There are also occasional appearances by Rhode Island, Texas, Prague, and highways that might be anywhere in America. But the place most fully inhabited in the book is the inside of the skull. Is this just one skull, daringly explored, or a whole psychotherapist's datebook? It's a question not answered by the shifting first, second, and third person viewpoints in the poems, although the book's acknowledgments mention that certain of the phobia/philia pieces are "for" specific people.
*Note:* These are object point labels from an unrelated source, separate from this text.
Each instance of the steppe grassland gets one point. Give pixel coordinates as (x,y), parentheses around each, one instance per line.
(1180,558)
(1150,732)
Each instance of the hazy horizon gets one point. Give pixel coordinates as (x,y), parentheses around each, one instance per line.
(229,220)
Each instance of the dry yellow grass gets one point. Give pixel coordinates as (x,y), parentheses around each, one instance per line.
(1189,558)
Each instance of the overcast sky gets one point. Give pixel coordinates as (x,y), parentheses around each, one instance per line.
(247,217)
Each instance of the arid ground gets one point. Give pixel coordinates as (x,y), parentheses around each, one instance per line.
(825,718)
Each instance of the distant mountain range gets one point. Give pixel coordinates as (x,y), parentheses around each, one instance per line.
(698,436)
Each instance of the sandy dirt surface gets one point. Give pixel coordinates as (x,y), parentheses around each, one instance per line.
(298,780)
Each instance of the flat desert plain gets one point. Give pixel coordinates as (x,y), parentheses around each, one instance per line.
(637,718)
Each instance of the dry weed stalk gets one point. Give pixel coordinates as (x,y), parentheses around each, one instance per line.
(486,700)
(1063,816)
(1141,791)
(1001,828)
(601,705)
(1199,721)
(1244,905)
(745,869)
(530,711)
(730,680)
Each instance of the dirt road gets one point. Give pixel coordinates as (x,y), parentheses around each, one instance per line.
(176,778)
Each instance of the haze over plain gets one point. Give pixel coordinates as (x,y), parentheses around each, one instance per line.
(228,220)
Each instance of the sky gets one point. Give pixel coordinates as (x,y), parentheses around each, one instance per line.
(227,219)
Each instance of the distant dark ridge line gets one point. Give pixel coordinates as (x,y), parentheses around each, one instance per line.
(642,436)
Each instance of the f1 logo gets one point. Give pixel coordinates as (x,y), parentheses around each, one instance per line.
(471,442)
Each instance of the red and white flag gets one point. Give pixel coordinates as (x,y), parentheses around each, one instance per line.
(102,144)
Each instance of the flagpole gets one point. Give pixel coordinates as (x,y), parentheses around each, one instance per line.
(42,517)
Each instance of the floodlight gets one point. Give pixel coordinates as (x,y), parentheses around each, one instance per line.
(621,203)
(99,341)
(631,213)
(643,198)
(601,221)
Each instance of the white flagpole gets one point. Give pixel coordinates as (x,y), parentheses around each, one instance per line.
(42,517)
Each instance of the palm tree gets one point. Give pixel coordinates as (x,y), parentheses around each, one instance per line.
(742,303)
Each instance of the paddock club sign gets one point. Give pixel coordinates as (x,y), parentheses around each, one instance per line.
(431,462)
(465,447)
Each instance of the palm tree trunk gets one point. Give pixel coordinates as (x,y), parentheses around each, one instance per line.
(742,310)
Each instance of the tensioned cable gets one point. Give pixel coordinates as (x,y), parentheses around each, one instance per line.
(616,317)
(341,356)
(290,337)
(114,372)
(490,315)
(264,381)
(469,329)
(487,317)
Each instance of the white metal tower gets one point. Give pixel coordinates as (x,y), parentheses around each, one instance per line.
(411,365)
However many minds are being mined here, the poems work past the remoteness of titles like "Eremophobia" (fear of loneliness or of being oneself) to get into the pained cranial spaces every reader might inhabit:

Hi I. Hi me, on this, a birthday. Hi,
internal eye of this year's storm. Hello
you: point without an exclamation. Wave
a single hand, then wave the other; pair
them off. A sacrifice concise as this:
pity your pity today and let it lie.
An alibi for a scoffing enemy:
Myself, and my most toxic company...

These are troubled explorations, and I confess that the poems I like best in the book are the ones that place the narrator bodily in a setting we can inhabit with her. One of those is the sonnet crown "What I Hold," which is the book's closing poem. Interestingly, it's a more formally calm poem than many of the others, with more true rhyme and more end-stopped lines:

A glint—an intimation of what gleams.
Just simple incidentals, nothing grand
in pomegranates, Coney Island, reams
of new newspapers hitting dawn-dark stands...

With just enough specifics to place us outside the narrator's vexed head, it sets out the hope of getting, at last, beyond the obsessions and into the world. It offers a kind of resolution of the book's many tensions, and a suggestion that there's a future out there, "a minute's inkling of what gleams."